L’obiettivo principale dovrebbe dunque essere mantenere la temperatura media mondiale entro 1,5 gradi, 2 al massimo, come stabilito nell’accordo di Parigi del 2015, tenuto conto che in diverse parti del globo questo limite è già stato superato. La recente Conferenza delle parti (Cop 24, Katowice, Polonia, 3-14 dicembre 2018) non ha fatto nessun passo in questa direzione, avendo incontrato fin dall’inizio l’opposizione dei governi dei 4 paesi che insieme producono la metà circa del petrolio su scala mondiale – Usa, Russia, Arabia Saudita, Kuwait, cui si è subito aggiunto il Brasile del presidente Bolsonaro. Secondo loro, il pericolo denunciato dagli scienziati è solo una possibilità, rispetto alla quale non serve fissare obiettivi comuni, vincolanti, cadenzati nel tempo. I delegati dei paesi del Sud e della società civile si sono opposti ma inutilmente, come succede dal 1995, data della prima Conferenza delle parti, e hanno dovuto ripiegare sulla richiesta quasi sempre inevasa di compensazioni finanziarie e trasferimento di tecnologie da parte dei paesi del Nord e delle Nazioni Unite.
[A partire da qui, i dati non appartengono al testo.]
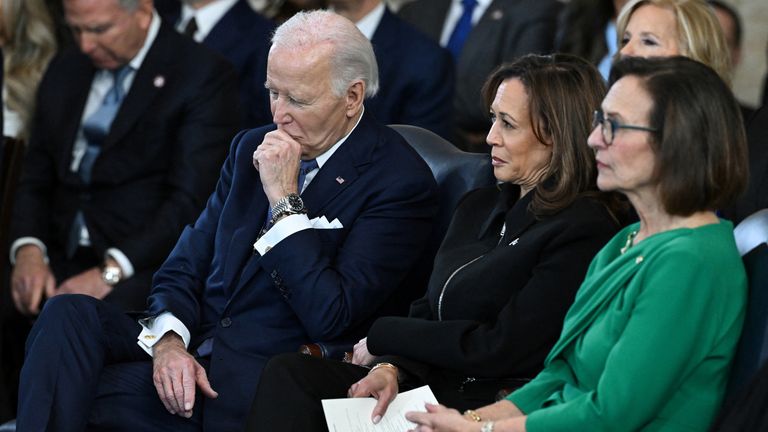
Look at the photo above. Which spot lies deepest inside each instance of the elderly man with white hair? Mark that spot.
(314, 224)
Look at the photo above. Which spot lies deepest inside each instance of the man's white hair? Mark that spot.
(352, 56)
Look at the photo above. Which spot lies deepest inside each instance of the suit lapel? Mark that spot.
(152, 76)
(434, 20)
(224, 36)
(336, 175)
(384, 38)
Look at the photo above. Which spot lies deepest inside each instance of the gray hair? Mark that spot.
(352, 56)
(129, 5)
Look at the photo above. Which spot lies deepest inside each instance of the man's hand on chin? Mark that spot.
(88, 282)
(176, 374)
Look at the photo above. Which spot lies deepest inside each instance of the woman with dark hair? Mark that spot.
(649, 340)
(505, 273)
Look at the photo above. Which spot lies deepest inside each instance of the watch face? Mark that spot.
(295, 203)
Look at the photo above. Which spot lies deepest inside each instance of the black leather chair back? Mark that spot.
(456, 172)
(752, 350)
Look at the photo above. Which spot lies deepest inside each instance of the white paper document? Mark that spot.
(354, 414)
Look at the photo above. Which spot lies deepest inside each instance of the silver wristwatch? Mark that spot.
(287, 205)
(111, 275)
(487, 427)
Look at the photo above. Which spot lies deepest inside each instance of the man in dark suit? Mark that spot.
(233, 29)
(150, 166)
(500, 31)
(330, 248)
(416, 75)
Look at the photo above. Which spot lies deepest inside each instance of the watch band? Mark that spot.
(487, 427)
(111, 275)
(287, 205)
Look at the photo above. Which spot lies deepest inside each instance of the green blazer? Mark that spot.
(648, 343)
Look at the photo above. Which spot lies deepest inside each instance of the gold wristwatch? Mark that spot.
(111, 274)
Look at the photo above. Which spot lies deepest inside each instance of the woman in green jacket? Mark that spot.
(648, 343)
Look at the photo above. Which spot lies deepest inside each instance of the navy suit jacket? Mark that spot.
(317, 284)
(416, 78)
(507, 30)
(243, 37)
(158, 164)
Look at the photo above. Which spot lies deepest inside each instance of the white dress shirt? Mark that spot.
(455, 12)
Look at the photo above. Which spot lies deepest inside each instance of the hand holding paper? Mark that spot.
(354, 414)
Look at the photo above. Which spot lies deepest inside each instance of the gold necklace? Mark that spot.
(630, 242)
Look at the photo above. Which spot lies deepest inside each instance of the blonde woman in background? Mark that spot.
(28, 42)
(664, 28)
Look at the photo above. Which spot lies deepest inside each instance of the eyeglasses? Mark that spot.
(609, 126)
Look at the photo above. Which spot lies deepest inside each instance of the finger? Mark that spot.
(168, 393)
(380, 409)
(35, 296)
(160, 388)
(354, 391)
(177, 383)
(50, 286)
(188, 393)
(17, 298)
(205, 386)
(420, 418)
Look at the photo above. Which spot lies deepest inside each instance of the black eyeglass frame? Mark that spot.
(600, 119)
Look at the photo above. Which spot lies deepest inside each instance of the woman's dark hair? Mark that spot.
(563, 92)
(700, 145)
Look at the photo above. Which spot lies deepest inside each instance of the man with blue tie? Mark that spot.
(416, 74)
(129, 133)
(272, 262)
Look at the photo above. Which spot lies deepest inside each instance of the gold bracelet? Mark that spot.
(384, 364)
(473, 415)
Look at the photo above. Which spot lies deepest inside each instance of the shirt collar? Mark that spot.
(154, 28)
(206, 17)
(323, 158)
(369, 23)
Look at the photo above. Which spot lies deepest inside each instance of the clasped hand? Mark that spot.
(176, 375)
(277, 160)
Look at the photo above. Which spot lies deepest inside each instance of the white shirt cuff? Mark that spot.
(153, 329)
(283, 228)
(23, 241)
(122, 260)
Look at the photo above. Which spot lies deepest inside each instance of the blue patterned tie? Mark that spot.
(95, 130)
(462, 29)
(96, 126)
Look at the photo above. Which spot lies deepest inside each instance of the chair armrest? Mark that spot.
(326, 350)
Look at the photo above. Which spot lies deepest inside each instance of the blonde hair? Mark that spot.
(29, 43)
(700, 36)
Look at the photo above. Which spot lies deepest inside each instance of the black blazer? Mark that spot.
(243, 37)
(495, 304)
(756, 196)
(507, 30)
(159, 162)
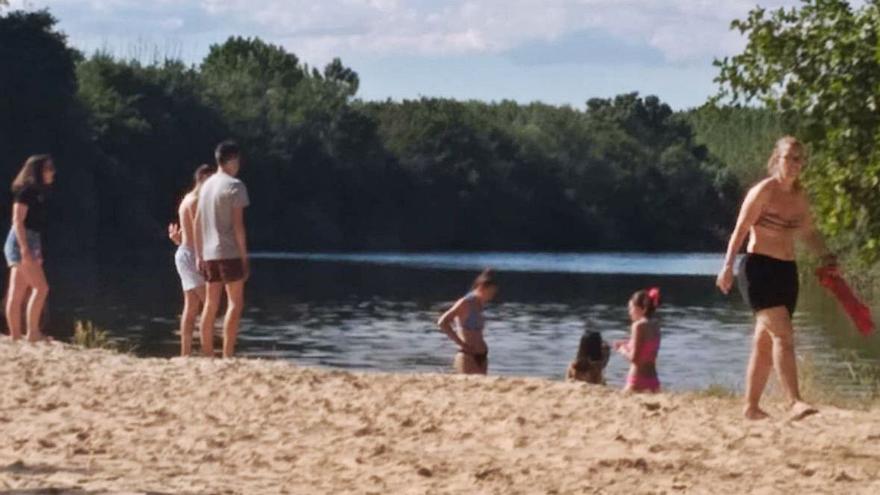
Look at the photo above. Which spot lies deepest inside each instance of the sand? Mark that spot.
(85, 421)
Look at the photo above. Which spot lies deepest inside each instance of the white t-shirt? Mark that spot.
(219, 196)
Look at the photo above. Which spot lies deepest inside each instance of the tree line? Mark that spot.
(328, 171)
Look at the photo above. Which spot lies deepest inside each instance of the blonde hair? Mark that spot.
(773, 162)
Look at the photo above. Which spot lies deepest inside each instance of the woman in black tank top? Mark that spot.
(23, 248)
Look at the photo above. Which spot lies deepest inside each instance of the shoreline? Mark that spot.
(92, 421)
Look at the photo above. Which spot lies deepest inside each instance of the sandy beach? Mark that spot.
(88, 422)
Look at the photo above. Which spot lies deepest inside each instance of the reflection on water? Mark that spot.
(379, 313)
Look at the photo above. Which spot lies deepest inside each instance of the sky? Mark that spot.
(555, 51)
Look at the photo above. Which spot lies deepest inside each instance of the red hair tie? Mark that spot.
(654, 296)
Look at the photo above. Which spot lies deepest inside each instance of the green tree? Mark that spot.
(39, 113)
(818, 65)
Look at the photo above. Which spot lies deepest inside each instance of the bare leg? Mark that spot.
(36, 278)
(192, 300)
(14, 300)
(760, 363)
(209, 314)
(234, 308)
(785, 362)
(467, 365)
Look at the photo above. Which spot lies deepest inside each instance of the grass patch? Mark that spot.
(864, 374)
(90, 336)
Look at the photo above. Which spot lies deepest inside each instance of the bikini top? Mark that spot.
(650, 349)
(473, 321)
(774, 221)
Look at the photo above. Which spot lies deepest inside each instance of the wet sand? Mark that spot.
(86, 421)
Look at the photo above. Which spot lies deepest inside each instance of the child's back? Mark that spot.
(592, 357)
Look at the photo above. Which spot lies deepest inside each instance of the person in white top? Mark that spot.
(191, 279)
(221, 246)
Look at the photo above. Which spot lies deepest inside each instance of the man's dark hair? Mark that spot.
(226, 151)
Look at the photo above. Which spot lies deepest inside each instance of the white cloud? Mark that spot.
(682, 30)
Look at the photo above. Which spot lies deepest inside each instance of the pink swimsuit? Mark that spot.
(648, 355)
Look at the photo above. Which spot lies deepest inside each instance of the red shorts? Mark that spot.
(226, 271)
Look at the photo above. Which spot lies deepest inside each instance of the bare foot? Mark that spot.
(40, 337)
(754, 413)
(800, 410)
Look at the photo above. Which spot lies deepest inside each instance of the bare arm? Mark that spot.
(174, 233)
(748, 215)
(635, 342)
(197, 235)
(446, 319)
(19, 213)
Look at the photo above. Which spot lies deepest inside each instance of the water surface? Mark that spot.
(377, 312)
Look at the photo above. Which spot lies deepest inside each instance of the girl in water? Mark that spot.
(24, 249)
(592, 357)
(644, 343)
(774, 214)
(191, 279)
(473, 354)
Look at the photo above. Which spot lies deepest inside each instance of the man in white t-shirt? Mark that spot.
(221, 246)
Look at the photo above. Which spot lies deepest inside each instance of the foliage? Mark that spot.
(818, 65)
(89, 336)
(741, 137)
(327, 171)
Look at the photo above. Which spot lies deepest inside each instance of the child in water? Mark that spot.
(644, 343)
(591, 359)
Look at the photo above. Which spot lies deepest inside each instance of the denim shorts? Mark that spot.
(12, 250)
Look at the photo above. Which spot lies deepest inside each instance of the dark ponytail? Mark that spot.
(648, 300)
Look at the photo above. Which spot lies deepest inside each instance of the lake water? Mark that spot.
(377, 312)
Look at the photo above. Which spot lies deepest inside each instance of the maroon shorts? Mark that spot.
(226, 271)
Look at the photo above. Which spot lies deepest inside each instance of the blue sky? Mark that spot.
(556, 51)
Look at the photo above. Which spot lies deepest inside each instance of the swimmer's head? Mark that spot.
(787, 160)
(485, 285)
(644, 303)
(590, 347)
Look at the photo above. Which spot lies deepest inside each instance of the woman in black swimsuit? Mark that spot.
(24, 246)
(774, 214)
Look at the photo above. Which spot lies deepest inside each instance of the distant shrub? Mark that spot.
(88, 335)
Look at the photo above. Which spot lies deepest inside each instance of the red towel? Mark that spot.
(856, 309)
E’ accaduto in Polonia quel che era già accaduto in tutte le Cop precedenti: i passi avanti sono procedurali, mentre il disastro procede a passi da gigante. La biosfera può sopravvivere a sconvolgimenti climatici drammatici come quelli attuali, ma lo stesso non si può affermare per le specie viventi. Come è pertanto possibile che si continui ad affidare la soluzione di un problema tanto complesso come la transizione energetica dal fossile alle rinnovabili, a chi ne è la causa? E’possibile perché si è formata una alleanza tra chi inquina e chi è inquinato, tra i produttori di merci e servizi energivori spesso inutili, che soddisfano bisogni indotti, e i consumatori del Nord – e sempre di più anche quelli del Sud – drogati dal consumismo di massa, imperante nella società capitalista.
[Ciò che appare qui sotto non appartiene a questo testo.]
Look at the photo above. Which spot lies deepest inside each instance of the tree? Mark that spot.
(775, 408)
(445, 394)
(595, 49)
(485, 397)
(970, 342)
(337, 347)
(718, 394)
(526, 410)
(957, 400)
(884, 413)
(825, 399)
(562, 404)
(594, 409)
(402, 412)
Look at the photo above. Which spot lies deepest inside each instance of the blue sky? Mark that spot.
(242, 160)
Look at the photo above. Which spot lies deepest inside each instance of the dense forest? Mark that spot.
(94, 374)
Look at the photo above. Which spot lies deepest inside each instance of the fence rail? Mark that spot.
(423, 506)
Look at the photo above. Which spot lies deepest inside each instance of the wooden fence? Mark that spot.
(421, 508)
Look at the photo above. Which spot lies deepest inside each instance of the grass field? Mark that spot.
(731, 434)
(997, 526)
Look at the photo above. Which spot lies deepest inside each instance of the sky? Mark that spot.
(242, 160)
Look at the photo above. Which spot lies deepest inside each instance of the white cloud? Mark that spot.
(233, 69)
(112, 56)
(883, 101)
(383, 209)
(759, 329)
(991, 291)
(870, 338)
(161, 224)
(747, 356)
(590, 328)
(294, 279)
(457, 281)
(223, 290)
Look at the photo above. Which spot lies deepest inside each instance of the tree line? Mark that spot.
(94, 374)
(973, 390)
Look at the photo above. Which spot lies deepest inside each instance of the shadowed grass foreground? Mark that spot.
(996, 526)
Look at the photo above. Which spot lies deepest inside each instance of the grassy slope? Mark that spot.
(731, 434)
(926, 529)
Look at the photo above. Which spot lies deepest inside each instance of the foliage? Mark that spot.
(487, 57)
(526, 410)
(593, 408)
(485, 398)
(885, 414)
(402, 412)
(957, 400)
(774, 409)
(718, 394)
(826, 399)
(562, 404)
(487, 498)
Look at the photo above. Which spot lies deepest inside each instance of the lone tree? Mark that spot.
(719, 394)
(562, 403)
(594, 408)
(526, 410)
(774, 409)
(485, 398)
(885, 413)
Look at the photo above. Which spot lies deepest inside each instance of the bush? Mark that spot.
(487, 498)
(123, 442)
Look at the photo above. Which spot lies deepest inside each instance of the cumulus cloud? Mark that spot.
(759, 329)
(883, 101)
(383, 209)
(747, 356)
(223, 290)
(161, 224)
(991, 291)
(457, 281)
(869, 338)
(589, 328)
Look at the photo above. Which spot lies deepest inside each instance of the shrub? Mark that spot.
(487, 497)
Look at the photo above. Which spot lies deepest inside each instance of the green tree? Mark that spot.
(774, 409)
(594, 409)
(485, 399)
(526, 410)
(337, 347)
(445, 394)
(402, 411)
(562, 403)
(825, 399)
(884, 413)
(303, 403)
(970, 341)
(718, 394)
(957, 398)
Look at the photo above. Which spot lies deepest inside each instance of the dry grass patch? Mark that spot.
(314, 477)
Questa deriva è oggi grandemente favorita dal venir meno di una sinistra europea e mondiale, capace di difendere gli interessi dei più. Per rinascere, i partiti di sinistra devono riprendere la critica del capitalismo e favorire la rinascita di una nuova cultura fondata sulla solidarietà e sulla cooperazione, come quella proposta da Papa Bergoglio, secondo cui lo sfruttamento delle persone e quello della terra sono due facce della stessa medaglia. Per invertire la rotta, occorre un cambiamento radicale delle coscienze, che renda desiderabile rifiutare il consumo di massa, per dirla con Alexander Langer. I beni comuni naturali – quelli legati ai quattro elementi identificati da Empedocle – acqua, terra, aria e fuoco – esprimono un sistema di valori alternativi a quelli del capitalismo distruttivo della natura e delle persone, e sono pertanto un orizzonte di futuro possibile. Ma possono esserlo solo nella misura in cui favoriscono pratiche normate di democrazia diretta, integrative e non sostitutive della democrazia di mandato, che resta finora l’unico modello di democrazia, ancorché imperfetta e sempre meno rappresentativa.